DEV Community

Jimin Lee
Jimin Lee

Posted on

(2/4) LLM: Data, Transformers, and Relentless Compute

This post was written in April 2023, so some parts may now be a bit outdated. However, most of the key ideas about LLMs remain just as relevant today.

Large Language Models

So, what happens when a regular Language Model gets bigger? You get a Large Language Model (LLM).

But we can’t just blow these things up infinitely. Three big roadblocks stand in the way:

  • Training Data: You need a ridiculous amount of it.

  • Algorithms: Scaling requires smarter and more powerful algorithms.

  • Compute Power: Think massive clusters of top-tier GPUs/TPUs.

The fact that we can train LLMs today means these problems are being solved, at least partially. Interestingly, the same three factors—data, algorithms, and compute—are exactly what allowed the leap from traditional machine learning to deep learning. And history suggests they’ll be the levers again when the next paradigm shift comes.


Training Data

Every machine learning model needs data. And the stronger the model you want, the more data you need.

This has always been one of the hardest parts of ML: collecting data, and then labeling it with the right answers (positive/negative, named entity positions, etc.).

But here’s the twist: language models have a cheat code.


Self-Supervised Learning

Labeling by hand is expensive—time, money, human effort.

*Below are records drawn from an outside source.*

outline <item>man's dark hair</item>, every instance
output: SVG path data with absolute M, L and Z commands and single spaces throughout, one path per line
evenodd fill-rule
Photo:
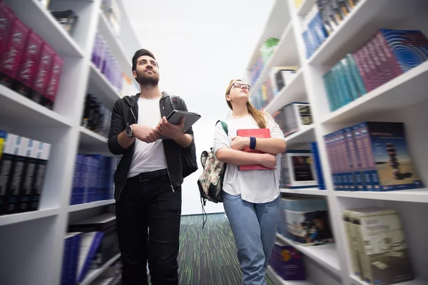
M 156 58 L 155 58 L 155 56 L 153 56 L 153 54 L 152 53 L 151 51 L 149 51 L 144 48 L 139 49 L 137 51 L 136 51 L 136 53 L 134 53 L 134 56 L 132 57 L 132 71 L 133 71 L 136 70 L 137 61 L 138 60 L 140 56 L 148 56 L 153 58 L 155 61 L 156 60 Z

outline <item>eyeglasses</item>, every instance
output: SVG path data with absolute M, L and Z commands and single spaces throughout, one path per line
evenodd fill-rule
M 238 82 L 235 82 L 235 83 L 233 83 L 233 86 L 237 88 L 240 88 L 243 86 L 244 89 L 247 89 L 248 90 L 250 90 L 250 87 L 248 84 L 239 83 Z

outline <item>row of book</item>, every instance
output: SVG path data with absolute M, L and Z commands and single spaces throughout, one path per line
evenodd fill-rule
M 63 61 L 0 1 L 0 83 L 53 109 Z
M 317 0 L 302 21 L 302 36 L 309 58 L 355 8 L 359 0 Z
M 381 28 L 323 76 L 334 111 L 428 60 L 420 31 Z
M 272 117 L 285 137 L 313 123 L 308 103 L 294 102 L 286 105 Z
M 269 59 L 273 55 L 275 48 L 280 42 L 276 38 L 269 38 L 265 40 L 260 48 L 260 54 L 257 58 L 254 65 L 251 67 L 250 72 L 250 85 L 253 85 L 260 77 L 265 66 L 269 61 Z
M 110 51 L 106 40 L 98 33 L 95 36 L 91 61 L 116 90 L 122 90 L 123 84 L 122 68 Z
M 39 209 L 51 145 L 0 130 L 0 215 Z
M 334 242 L 327 200 L 282 197 L 277 232 L 305 247 Z
M 335 190 L 390 191 L 424 187 L 402 123 L 364 122 L 324 136 Z
M 395 209 L 347 209 L 342 218 L 355 276 L 372 285 L 414 279 L 406 237 Z
M 87 94 L 81 125 L 107 138 L 111 120 L 111 111 L 103 105 L 96 97 Z
M 310 144 L 310 150 L 287 150 L 281 155 L 280 187 L 284 189 L 325 190 L 316 142 Z
M 61 285 L 82 282 L 119 253 L 116 219 L 107 213 L 68 225 L 64 238 Z
M 303 254 L 292 246 L 275 243 L 269 266 L 284 281 L 306 280 Z
M 102 155 L 78 153 L 70 204 L 113 198 L 113 176 L 119 159 Z
M 262 110 L 295 77 L 297 66 L 275 66 L 269 72 L 268 80 L 251 95 L 251 103 Z

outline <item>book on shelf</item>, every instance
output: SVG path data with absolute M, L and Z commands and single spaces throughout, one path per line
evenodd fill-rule
M 280 187 L 287 189 L 318 187 L 310 150 L 287 150 L 281 155 Z
M 389 191 L 424 187 L 402 123 L 365 122 L 325 136 L 335 190 Z
M 274 116 L 285 137 L 300 130 L 313 122 L 308 103 L 293 102 L 282 107 Z
M 347 209 L 345 229 L 353 273 L 369 284 L 394 284 L 414 279 L 405 235 L 394 209 Z
M 240 129 L 236 131 L 236 135 L 239 137 L 254 137 L 257 138 L 270 138 L 270 130 L 268 128 L 264 129 Z M 251 150 L 250 147 L 245 147 L 243 150 L 245 152 L 252 153 L 263 153 L 260 150 Z M 238 167 L 240 171 L 248 171 L 248 170 L 270 170 L 270 168 L 268 168 L 262 165 L 240 165 Z
M 331 111 L 428 60 L 428 39 L 419 30 L 379 29 L 322 77 Z
M 285 197 L 281 204 L 281 219 L 287 225 L 284 237 L 305 247 L 334 242 L 325 199 Z
M 285 281 L 306 280 L 303 254 L 293 247 L 275 243 L 269 266 Z
M 51 145 L 0 131 L 0 214 L 36 211 Z

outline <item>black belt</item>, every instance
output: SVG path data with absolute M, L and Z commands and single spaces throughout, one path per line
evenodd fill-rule
M 150 180 L 156 180 L 160 178 L 167 177 L 168 176 L 168 170 L 166 169 L 163 169 L 148 172 L 141 172 L 131 179 L 138 179 L 140 182 L 143 182 Z

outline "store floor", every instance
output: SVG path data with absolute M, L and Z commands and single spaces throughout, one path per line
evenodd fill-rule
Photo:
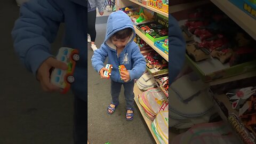
M 96 29 L 96 45 L 100 47 L 104 41 L 106 23 L 98 17 Z M 106 22 L 106 21 L 105 21 Z M 125 102 L 124 89 L 119 95 L 120 105 L 113 115 L 107 113 L 107 108 L 111 102 L 110 81 L 101 79 L 94 71 L 91 63 L 93 54 L 88 44 L 88 139 L 92 144 L 155 143 L 135 103 L 134 119 L 125 120 Z

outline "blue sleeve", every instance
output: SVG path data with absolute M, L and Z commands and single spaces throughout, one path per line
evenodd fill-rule
M 146 70 L 146 61 L 143 55 L 140 53 L 140 49 L 137 47 L 133 48 L 131 58 L 133 62 L 133 68 L 129 70 L 131 81 L 139 79 Z
M 100 70 L 104 67 L 104 62 L 106 58 L 108 57 L 108 52 L 102 46 L 102 44 L 100 49 L 96 50 L 92 57 L 92 65 L 95 70 L 98 73 Z
M 52 57 L 50 43 L 63 21 L 63 13 L 53 0 L 31 0 L 20 7 L 12 31 L 14 50 L 35 75 L 42 63 Z
M 169 84 L 173 82 L 184 64 L 186 42 L 177 21 L 169 14 Z

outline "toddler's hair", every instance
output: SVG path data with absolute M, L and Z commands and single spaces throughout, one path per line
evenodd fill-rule
M 122 39 L 130 36 L 132 33 L 132 29 L 128 28 L 116 32 L 113 34 L 113 37 L 115 37 L 116 38 Z

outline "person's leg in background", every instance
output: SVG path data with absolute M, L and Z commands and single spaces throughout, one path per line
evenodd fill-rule
M 87 102 L 74 95 L 73 139 L 75 144 L 87 143 Z
M 95 51 L 97 49 L 97 47 L 95 45 L 95 39 L 96 38 L 96 29 L 95 28 L 96 10 L 88 12 L 87 20 L 88 34 L 90 34 L 91 37 L 91 47 L 92 50 Z
M 126 102 L 126 113 L 128 114 L 133 113 L 133 105 L 134 103 L 134 93 L 133 93 L 133 87 L 134 86 L 134 81 L 133 80 L 128 83 L 124 83 L 124 97 Z M 133 115 L 127 115 L 126 118 L 127 120 L 132 120 Z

Which means scaling is painful.

Take a simple sentence: “I went to school yesterday.” From that one sentence, you can generate your own training examples automatically:

  • “I” → predict “went”

  • “I went” → predict “to”

  • “I went to school” → predict “yesterday”

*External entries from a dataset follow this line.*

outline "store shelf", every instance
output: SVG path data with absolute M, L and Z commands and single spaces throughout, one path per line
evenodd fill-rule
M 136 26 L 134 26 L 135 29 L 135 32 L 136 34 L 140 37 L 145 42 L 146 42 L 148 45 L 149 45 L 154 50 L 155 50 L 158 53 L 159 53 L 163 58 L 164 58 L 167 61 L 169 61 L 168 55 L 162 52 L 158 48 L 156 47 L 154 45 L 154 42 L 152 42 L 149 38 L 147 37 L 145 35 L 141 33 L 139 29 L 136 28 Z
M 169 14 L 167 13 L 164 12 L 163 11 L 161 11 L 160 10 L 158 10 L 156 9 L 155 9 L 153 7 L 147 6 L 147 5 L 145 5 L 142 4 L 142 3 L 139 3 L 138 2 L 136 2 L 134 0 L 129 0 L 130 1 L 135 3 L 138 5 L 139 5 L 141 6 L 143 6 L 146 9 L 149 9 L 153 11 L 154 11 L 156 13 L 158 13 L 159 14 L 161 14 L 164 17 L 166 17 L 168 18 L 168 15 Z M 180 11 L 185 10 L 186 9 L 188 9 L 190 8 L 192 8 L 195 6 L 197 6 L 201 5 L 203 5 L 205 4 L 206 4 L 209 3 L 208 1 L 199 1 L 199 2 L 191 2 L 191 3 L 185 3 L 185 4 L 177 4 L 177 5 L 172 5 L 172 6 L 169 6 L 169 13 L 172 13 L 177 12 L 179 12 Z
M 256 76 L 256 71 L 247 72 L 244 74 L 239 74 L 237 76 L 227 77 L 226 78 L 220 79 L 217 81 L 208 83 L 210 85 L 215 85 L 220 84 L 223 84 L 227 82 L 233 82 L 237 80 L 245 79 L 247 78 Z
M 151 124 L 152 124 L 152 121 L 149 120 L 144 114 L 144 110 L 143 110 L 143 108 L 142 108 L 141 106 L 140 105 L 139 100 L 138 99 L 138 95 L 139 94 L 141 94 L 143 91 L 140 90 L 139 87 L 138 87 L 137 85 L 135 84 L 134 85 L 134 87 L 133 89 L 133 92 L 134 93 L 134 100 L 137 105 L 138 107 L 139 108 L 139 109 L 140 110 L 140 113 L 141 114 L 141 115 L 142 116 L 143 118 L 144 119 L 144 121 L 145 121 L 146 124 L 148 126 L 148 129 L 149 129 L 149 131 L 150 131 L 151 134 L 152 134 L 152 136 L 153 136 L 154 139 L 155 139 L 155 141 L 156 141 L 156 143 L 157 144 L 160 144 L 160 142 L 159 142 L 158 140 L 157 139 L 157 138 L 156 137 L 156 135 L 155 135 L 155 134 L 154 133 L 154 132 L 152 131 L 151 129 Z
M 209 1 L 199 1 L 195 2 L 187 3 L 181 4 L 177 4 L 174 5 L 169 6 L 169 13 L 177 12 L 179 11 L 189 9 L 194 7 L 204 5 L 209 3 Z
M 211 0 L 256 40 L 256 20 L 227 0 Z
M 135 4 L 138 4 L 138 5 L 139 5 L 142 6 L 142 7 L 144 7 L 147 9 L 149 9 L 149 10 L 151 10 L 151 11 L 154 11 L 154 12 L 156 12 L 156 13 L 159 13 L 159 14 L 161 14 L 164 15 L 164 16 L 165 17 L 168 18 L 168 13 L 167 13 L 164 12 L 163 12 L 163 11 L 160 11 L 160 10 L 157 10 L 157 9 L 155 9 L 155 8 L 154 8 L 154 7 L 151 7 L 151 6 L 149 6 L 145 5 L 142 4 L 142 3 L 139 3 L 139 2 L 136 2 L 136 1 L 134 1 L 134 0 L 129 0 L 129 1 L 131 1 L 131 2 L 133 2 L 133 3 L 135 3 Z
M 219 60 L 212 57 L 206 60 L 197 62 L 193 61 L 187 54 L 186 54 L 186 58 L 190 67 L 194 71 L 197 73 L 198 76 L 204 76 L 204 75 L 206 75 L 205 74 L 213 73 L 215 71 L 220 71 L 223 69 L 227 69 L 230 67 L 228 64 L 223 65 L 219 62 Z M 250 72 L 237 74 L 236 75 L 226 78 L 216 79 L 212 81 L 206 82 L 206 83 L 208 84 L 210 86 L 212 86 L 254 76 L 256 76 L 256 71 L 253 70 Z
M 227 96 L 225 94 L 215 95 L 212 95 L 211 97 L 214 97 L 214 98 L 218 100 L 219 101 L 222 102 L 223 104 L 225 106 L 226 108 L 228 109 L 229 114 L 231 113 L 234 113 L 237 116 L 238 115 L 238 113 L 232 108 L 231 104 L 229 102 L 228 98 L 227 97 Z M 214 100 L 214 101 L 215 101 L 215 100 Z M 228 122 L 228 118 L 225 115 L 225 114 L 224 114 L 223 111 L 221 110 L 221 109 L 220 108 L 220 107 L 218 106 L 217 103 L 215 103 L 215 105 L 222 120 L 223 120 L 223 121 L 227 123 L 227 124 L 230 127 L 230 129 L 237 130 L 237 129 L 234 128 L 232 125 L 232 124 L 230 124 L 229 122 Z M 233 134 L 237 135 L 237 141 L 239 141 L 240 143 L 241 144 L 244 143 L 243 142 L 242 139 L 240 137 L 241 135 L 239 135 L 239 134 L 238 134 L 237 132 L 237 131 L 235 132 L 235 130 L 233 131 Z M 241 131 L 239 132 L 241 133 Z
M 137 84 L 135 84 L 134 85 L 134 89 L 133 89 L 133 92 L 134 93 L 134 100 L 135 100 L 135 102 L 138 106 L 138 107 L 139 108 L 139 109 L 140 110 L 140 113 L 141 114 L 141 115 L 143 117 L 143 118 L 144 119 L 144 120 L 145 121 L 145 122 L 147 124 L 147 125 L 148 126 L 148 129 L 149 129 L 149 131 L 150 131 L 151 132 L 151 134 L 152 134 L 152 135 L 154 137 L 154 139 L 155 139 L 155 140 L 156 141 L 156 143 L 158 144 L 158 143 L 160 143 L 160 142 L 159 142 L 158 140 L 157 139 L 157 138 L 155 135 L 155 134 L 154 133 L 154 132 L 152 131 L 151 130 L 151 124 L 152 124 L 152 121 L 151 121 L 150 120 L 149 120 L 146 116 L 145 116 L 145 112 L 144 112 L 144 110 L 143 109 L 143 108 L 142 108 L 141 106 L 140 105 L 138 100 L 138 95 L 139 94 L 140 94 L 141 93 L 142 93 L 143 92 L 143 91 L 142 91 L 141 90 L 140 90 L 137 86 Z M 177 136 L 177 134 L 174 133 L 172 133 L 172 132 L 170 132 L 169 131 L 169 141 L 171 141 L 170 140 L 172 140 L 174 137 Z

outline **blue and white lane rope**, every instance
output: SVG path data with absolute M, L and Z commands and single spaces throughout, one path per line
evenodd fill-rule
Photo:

No humans required. As long as you have text, you can create training data automatically.

This approach is called self-supervised learning. Unlike classic unsupervised learning (where no labels exist at all), self-supervised methods generate labels directly from the raw data itself. That’s why modern LM training almost always falls under the self-supervised umbrella.


Web-Scale Data

Back in the early days, available text datasets were tiny: a few MBs of news articles, some licensed books, or manually curated corpora. Even Wikipedia dumps in the single-digit GB range felt massive.

Then the internet changed everything. The web is fundamentally text-driven, and its scale is mind-boggling. Wikipedia? That’s just a drop in the bucket.

Projects like Common Crawl began collecting enormous swaths of web data—tens of terabytes and growing. And the best part? It’s freely available.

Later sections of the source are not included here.